Younger employees are carrying much of this load. Workers aged 25 to 34 make up almost half of those dealing with the highest levels of AI-related rework. They are expected to be fast and fluent with new tools, yet they often spend significant time checking outputs and fixing issues without clear standards or support.
Training Comes Last
While leaders say AI skills matter, many employees never receive guidance on how AI should be used in their role. Instead, they learn by fixing mistakes, often under pressure to move faster.
Without training to standardise how work is done, roles never get redesigned, and most organisations add AI on top of existing jobs. Speed increases, but expectations do not change, leaving employees to absorb the extra complexity.

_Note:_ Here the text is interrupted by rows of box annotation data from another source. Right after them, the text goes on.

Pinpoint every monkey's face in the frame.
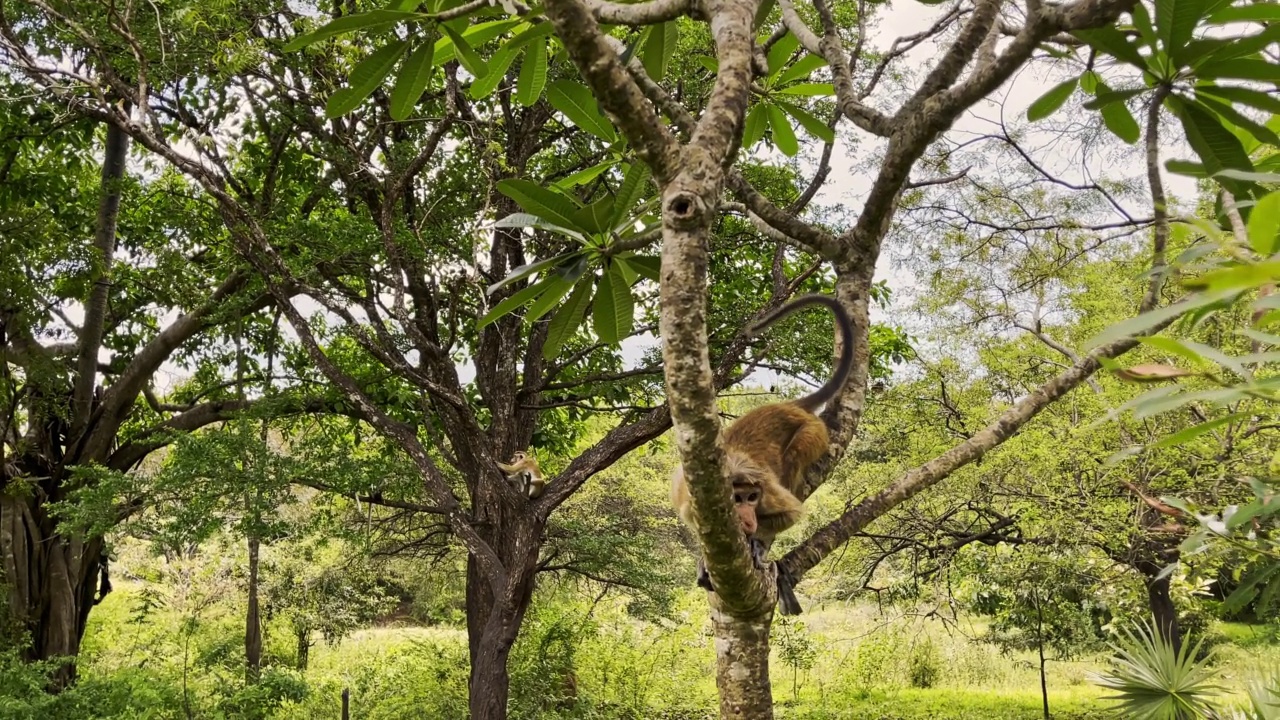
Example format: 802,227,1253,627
733,484,760,537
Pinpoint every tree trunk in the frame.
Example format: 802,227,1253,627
1147,574,1183,652
712,596,773,720
0,489,102,692
244,534,262,685
467,512,541,720
293,628,311,673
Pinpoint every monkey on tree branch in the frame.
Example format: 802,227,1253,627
671,295,854,615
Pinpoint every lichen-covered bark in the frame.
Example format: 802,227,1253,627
712,602,773,720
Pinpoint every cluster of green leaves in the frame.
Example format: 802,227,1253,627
1027,0,1280,208
479,163,660,359
699,32,836,158
1093,170,1280,615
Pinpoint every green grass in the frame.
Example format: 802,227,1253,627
777,688,1115,720
68,583,1280,720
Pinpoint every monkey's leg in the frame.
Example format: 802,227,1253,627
774,564,804,615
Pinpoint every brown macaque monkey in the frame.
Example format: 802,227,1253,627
671,295,854,615
498,451,547,500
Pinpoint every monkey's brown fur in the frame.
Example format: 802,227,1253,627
498,451,547,500
671,295,854,612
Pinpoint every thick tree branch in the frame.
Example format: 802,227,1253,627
547,0,677,181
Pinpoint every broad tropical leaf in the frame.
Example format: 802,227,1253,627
392,37,435,120
324,40,408,118
498,179,585,232
1027,77,1080,122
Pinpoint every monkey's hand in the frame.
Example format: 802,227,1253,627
746,536,767,570
774,565,804,615
698,557,716,592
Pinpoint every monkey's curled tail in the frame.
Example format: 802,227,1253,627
751,295,854,413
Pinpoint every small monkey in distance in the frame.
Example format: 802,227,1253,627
498,451,547,500
671,295,854,615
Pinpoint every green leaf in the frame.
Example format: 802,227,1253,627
1213,168,1280,182
392,37,435,120
485,245,582,295
439,24,489,78
467,47,520,100
1165,160,1208,178
547,79,616,142
504,23,554,50
1102,102,1142,145
1249,192,1280,258
1148,413,1248,450
591,265,635,345
1027,77,1080,122
1184,24,1280,66
516,36,550,108
611,161,649,227
1129,3,1160,50
1134,336,1204,363
1196,58,1280,82
525,273,579,323
573,196,613,234
324,40,408,118
1183,260,1280,292
778,82,836,97
1196,92,1280,145
543,275,593,360
777,101,836,142
476,274,563,331
1219,564,1280,616
751,0,778,31
767,32,800,79
284,10,426,53
627,255,662,282
433,17,522,66
1208,3,1280,24
613,256,640,287
742,102,767,149
1080,70,1101,95
1165,95,1253,174
498,179,584,232
1183,340,1253,382
1196,83,1280,113
773,53,827,86
767,104,800,158
1156,0,1208,53
1085,291,1235,350
1084,86,1147,110
640,20,680,82
1222,500,1263,530
1073,27,1147,69
552,160,614,192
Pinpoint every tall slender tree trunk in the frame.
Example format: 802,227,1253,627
466,512,541,720
1140,562,1183,652
293,625,311,673
0,495,102,692
712,602,773,720
244,533,262,685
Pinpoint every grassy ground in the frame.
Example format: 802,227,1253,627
83,588,1280,720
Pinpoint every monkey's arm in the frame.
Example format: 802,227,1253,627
756,483,804,538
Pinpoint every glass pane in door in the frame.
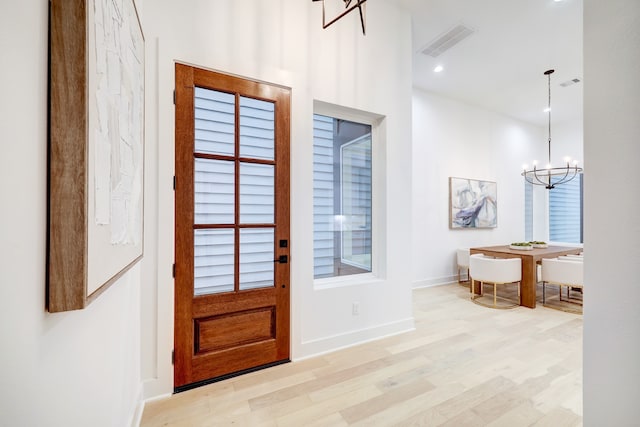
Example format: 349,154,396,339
240,96,275,160
193,228,235,295
240,163,275,224
194,159,235,224
194,87,236,156
240,228,274,290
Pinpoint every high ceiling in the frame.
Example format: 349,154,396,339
392,0,583,125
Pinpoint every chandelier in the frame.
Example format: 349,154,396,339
521,70,582,190
311,0,367,34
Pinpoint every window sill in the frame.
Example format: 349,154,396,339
313,273,384,290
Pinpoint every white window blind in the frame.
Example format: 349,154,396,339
313,114,372,278
313,114,335,277
549,175,582,243
194,87,275,295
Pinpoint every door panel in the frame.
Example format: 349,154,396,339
174,64,290,390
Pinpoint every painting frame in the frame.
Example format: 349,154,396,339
449,177,498,230
45,0,145,313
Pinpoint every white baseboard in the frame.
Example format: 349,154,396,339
292,317,415,361
411,274,458,289
130,387,145,427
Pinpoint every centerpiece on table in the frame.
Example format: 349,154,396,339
509,242,533,251
529,240,549,249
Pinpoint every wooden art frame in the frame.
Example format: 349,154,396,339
449,177,498,229
46,0,144,312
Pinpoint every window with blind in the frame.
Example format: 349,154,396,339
313,114,372,278
549,175,583,243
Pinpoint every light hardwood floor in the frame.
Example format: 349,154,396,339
141,284,582,427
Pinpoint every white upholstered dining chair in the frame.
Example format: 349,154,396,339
469,255,522,308
542,256,584,308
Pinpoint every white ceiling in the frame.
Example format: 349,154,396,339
392,0,583,126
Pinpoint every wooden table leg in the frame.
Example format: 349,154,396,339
521,256,536,308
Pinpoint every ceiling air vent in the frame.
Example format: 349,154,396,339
421,24,475,58
560,79,580,87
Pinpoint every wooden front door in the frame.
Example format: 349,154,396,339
174,64,290,391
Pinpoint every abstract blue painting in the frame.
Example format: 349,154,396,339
449,177,498,228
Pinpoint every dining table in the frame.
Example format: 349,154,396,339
469,245,583,308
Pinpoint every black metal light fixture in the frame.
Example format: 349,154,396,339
311,0,367,35
521,70,582,190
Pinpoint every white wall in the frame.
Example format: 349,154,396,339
142,0,413,397
0,0,142,427
412,89,546,287
583,0,640,427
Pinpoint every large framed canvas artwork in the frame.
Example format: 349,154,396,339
449,177,498,229
46,0,144,312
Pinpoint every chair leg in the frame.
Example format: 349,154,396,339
493,283,498,307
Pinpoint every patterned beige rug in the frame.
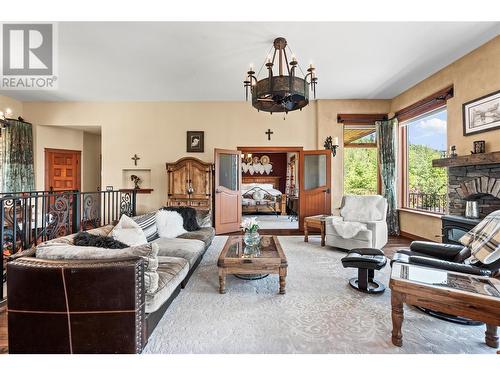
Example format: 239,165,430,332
144,237,495,353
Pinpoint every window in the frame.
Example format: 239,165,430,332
344,125,378,195
401,107,448,213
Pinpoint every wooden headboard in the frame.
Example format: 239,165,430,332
242,176,281,190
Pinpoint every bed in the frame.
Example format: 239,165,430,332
241,176,286,215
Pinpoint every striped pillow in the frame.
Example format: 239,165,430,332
132,212,159,242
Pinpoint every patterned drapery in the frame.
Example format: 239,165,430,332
375,118,400,236
1,120,35,193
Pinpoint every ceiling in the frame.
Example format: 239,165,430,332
0,22,500,101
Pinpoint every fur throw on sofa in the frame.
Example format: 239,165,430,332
162,206,200,232
73,232,128,249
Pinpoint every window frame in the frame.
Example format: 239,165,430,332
398,103,448,217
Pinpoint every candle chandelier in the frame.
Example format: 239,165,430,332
243,38,318,114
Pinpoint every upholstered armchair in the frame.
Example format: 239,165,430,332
325,195,388,250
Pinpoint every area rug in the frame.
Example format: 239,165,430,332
144,236,495,354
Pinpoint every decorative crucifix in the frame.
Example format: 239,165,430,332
265,129,274,141
130,154,140,167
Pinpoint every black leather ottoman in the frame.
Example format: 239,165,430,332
342,248,387,293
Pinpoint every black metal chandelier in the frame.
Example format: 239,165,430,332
243,37,318,114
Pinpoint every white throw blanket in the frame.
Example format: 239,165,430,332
332,221,366,239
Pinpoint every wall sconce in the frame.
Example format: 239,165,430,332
324,136,339,156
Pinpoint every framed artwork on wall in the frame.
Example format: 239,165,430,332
187,131,205,152
462,90,500,136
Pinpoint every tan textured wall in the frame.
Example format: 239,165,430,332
317,100,391,210
25,102,317,211
82,132,101,191
391,36,500,240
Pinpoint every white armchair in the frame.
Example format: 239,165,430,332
325,195,388,250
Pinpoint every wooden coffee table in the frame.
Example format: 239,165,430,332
304,215,329,246
389,263,500,348
217,236,288,294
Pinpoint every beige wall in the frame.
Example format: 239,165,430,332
391,37,500,240
24,102,317,211
82,132,101,191
0,95,23,118
6,37,500,239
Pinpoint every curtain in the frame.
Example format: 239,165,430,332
375,119,400,236
1,120,35,193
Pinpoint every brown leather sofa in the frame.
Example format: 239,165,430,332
7,220,214,354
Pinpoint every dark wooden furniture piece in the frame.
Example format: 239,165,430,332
389,263,500,348
167,157,214,211
304,215,328,246
441,215,481,245
242,176,286,215
217,236,288,294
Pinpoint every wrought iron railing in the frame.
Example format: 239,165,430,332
407,193,448,214
0,190,136,300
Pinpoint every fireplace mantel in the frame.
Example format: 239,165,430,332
432,151,500,168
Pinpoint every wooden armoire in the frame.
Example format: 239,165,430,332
167,157,214,212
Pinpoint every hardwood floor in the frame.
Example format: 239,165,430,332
0,234,412,354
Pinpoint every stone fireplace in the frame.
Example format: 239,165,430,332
448,163,500,218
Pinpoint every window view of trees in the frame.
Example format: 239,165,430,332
344,125,378,195
402,109,448,212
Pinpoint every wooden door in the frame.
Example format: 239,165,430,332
189,162,210,200
214,149,241,234
299,150,332,229
45,148,81,191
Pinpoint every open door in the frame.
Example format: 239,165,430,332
299,150,332,229
214,149,241,234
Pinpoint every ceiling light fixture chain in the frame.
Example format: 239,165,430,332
243,37,318,118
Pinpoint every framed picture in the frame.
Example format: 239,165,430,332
462,90,500,136
187,131,205,152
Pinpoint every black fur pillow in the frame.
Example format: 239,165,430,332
163,206,200,232
73,232,129,249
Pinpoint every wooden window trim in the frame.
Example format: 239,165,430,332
399,104,453,213
337,113,388,125
395,85,453,122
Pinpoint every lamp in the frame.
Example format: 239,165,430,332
324,136,339,156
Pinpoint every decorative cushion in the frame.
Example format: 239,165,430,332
163,206,200,232
177,227,215,249
73,232,128,249
132,212,158,242
109,215,148,246
153,238,205,267
196,210,212,229
36,242,159,293
156,210,186,238
145,257,189,314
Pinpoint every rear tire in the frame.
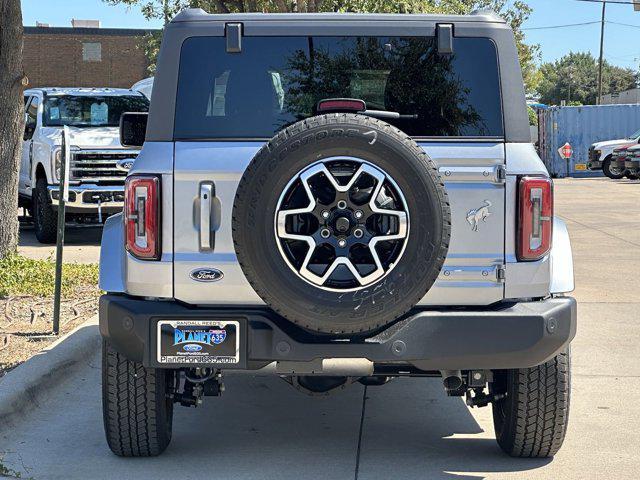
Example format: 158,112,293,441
492,349,571,458
102,340,174,457
602,156,624,180
33,178,58,243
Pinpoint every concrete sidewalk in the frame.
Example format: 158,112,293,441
0,179,640,480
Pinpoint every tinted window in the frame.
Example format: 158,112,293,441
175,37,503,139
26,97,40,127
43,95,149,127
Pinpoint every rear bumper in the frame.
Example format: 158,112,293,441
624,160,640,173
587,160,602,170
100,295,577,370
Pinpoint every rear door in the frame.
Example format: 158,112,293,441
173,32,505,305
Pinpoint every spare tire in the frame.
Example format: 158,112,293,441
233,113,451,335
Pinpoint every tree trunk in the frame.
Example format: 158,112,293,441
0,0,26,258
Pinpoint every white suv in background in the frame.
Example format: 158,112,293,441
18,88,149,243
587,130,640,179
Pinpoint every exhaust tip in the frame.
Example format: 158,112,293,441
440,370,462,393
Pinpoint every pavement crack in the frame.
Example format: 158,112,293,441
354,385,367,480
558,215,640,247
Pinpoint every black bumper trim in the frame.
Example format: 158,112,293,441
100,295,577,370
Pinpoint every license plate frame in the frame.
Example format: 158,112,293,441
156,319,242,366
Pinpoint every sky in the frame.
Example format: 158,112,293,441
22,0,640,70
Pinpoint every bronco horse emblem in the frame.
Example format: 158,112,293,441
467,200,492,232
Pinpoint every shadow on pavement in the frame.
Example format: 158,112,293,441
19,223,102,248
0,358,547,480
358,379,550,480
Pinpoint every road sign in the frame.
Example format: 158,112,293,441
558,142,573,160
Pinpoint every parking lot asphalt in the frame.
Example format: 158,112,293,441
0,179,640,480
18,223,102,263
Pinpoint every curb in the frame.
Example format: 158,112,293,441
0,315,101,430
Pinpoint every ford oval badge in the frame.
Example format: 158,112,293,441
189,268,224,282
116,158,135,172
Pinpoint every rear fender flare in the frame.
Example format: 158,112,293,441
98,213,126,293
549,217,575,294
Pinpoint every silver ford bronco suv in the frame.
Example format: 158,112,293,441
100,10,576,457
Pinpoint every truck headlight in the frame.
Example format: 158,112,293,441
53,148,62,180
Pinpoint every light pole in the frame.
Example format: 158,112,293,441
596,1,607,105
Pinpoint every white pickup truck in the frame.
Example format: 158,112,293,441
18,88,149,243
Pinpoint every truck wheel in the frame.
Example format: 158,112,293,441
492,349,571,458
233,114,451,335
602,156,624,180
33,178,58,243
102,340,175,457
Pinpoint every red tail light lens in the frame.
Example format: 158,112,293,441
124,175,160,260
518,177,553,261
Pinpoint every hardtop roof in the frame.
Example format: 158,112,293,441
171,8,506,24
24,87,142,97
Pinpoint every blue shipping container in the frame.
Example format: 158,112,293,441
538,105,640,177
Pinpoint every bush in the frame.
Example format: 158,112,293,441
527,106,538,127
0,254,98,297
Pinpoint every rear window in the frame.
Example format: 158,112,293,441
174,37,503,139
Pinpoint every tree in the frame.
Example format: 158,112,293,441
538,52,637,105
0,0,26,258
103,0,540,91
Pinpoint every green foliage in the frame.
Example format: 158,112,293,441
0,254,98,297
538,52,637,105
527,107,538,127
103,0,540,91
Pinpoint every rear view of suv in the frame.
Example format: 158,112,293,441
100,10,577,457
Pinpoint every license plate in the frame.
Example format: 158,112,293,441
157,320,240,364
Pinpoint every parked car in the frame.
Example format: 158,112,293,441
18,88,149,243
624,145,640,180
587,130,640,179
611,143,638,180
100,10,577,457
131,77,153,100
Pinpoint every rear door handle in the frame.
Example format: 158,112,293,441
200,183,213,250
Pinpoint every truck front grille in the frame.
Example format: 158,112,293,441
69,150,138,182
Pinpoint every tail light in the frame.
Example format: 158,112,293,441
518,177,553,261
124,175,160,260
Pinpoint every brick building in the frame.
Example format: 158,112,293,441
24,26,157,88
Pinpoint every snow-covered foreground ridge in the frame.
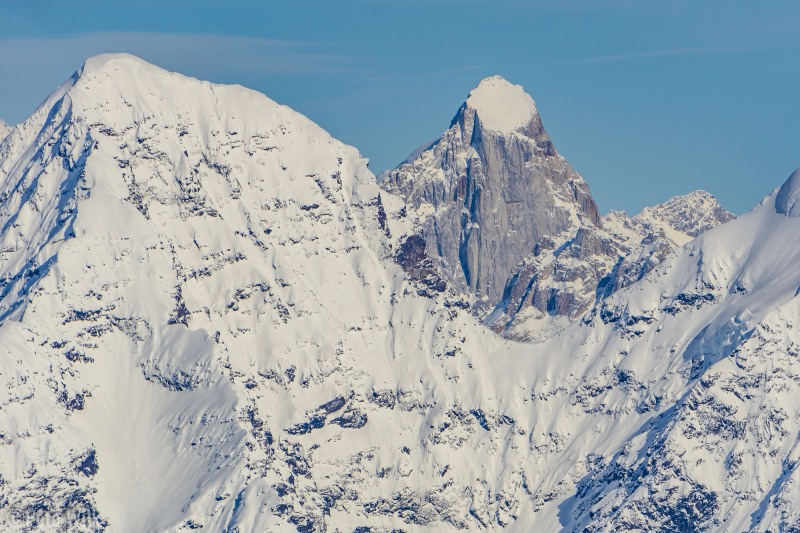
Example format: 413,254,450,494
0,51,800,531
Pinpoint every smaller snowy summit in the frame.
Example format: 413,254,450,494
466,76,536,133
775,168,800,217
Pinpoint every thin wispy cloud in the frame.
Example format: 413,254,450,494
570,46,798,64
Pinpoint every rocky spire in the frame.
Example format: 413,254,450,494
383,76,601,313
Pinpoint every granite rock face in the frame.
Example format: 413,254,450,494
382,77,734,340
383,77,601,313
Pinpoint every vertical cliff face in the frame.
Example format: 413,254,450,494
0,119,11,141
382,77,734,334
383,77,601,313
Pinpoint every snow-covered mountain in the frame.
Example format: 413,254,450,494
381,76,733,340
0,55,800,532
635,191,736,238
382,77,601,313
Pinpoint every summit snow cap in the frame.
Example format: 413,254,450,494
466,76,536,133
775,168,800,217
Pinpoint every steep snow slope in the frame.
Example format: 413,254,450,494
635,191,736,236
381,76,600,315
0,55,800,531
381,76,733,340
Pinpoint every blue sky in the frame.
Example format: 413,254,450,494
0,0,800,213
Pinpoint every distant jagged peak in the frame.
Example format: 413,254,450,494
634,190,736,237
0,118,11,141
465,76,536,133
775,168,800,217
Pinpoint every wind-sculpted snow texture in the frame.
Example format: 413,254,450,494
0,55,800,532
383,77,600,312
382,77,734,340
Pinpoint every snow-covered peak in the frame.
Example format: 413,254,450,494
775,168,800,217
466,76,536,133
634,190,736,236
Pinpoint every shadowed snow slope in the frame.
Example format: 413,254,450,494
775,168,800,217
0,55,800,531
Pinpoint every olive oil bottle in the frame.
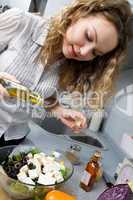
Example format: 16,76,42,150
80,151,101,192
0,78,57,109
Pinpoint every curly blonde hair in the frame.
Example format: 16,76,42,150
40,0,132,108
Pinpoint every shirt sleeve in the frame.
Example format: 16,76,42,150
0,8,23,49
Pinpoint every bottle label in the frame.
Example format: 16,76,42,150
81,170,91,186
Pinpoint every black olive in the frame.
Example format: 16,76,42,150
28,163,36,169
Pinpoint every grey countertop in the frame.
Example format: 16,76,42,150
20,122,121,200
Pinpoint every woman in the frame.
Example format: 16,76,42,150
0,0,132,145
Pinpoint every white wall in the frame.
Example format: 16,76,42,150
0,0,31,10
44,0,72,17
0,0,10,5
9,0,31,10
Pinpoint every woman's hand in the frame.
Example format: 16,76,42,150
53,106,87,133
0,72,20,100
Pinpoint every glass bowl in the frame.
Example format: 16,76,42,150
0,145,74,199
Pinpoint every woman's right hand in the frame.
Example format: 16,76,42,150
0,72,20,100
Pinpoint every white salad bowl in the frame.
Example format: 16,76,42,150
0,145,74,199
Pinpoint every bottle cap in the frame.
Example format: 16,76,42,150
94,151,102,158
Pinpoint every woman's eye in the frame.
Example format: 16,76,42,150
85,33,93,42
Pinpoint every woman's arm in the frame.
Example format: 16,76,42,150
51,105,87,133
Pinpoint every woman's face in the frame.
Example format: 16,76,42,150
62,14,118,61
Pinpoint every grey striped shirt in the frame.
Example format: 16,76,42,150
0,8,60,140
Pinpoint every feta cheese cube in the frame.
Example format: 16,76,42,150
19,165,28,173
28,169,39,179
38,174,56,185
17,172,35,185
52,151,61,158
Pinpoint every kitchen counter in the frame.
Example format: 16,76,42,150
25,123,106,200
0,122,119,200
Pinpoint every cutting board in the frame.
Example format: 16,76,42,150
0,188,13,200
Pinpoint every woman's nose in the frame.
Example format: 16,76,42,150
80,44,94,57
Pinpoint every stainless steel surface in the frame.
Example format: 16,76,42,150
70,135,103,148
41,118,105,149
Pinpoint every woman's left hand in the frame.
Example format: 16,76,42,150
54,106,87,133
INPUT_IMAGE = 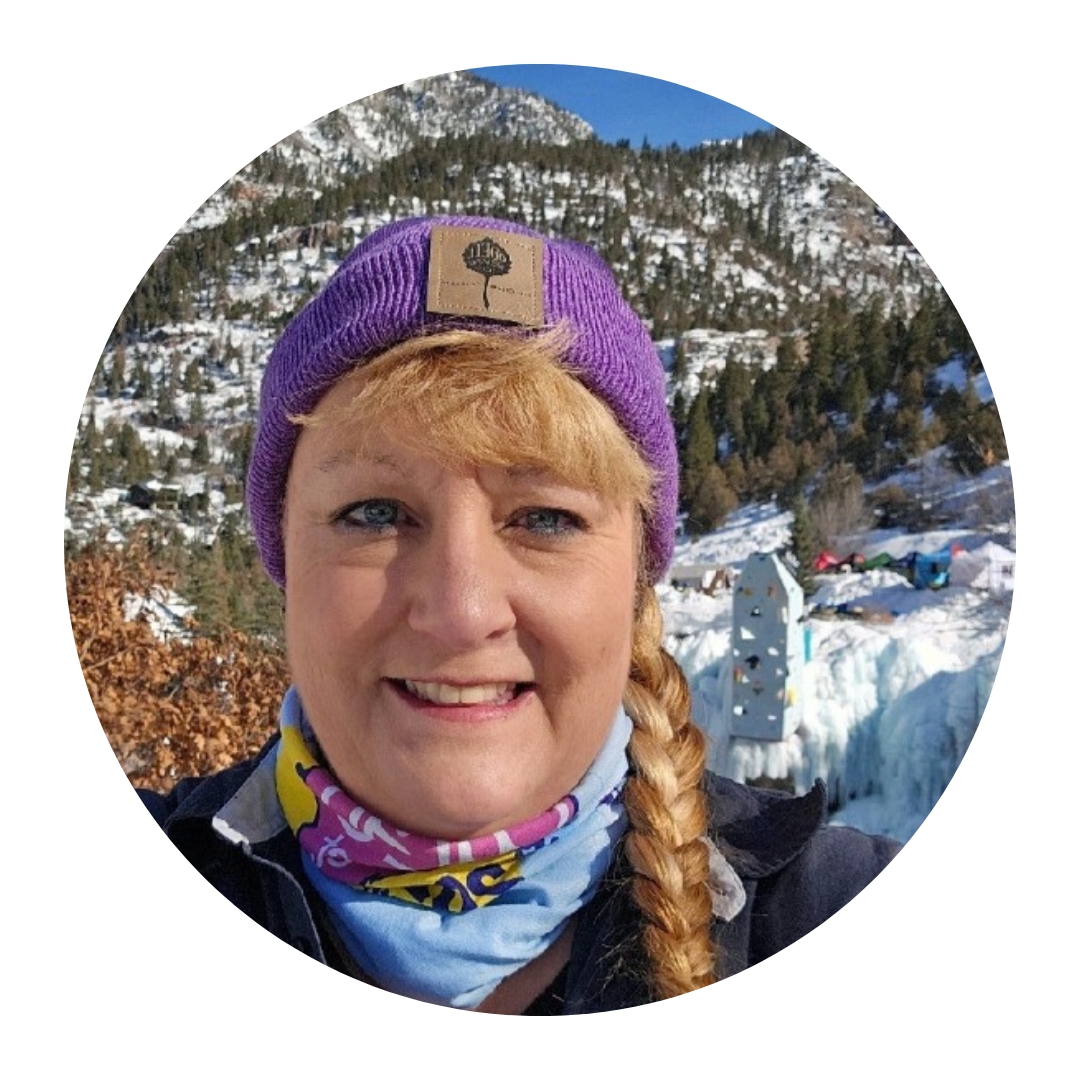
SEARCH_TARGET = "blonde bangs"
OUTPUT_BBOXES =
[296,327,652,516]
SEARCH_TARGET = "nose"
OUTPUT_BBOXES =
[406,508,516,650]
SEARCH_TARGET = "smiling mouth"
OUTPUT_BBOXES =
[391,678,532,705]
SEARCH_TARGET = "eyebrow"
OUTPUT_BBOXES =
[316,449,406,476]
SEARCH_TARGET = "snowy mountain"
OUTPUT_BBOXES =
[66,72,1014,840]
[660,451,1015,841]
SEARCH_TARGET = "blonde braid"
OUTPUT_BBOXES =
[624,588,716,998]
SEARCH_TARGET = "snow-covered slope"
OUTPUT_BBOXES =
[660,465,1011,840]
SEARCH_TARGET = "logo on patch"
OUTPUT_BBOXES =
[461,237,513,309]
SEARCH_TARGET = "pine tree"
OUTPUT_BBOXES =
[791,495,821,596]
[681,387,716,509]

What companies do with the time AI saves turns out to be just as important as the technology itself. In many organisations, those gains are absorbed elsewhere, either reinvested in more tools or used to push through higher workloads. Little of that time is set aside for learning, reflection, or improving how work is done.
Employees who report positive outcomes from AI are far more likely to use saved time for deeper analysis, better decisions, and more considered work. In most cases, they have also received training that helps them understand when to rely on AI and when to step in with human judgment.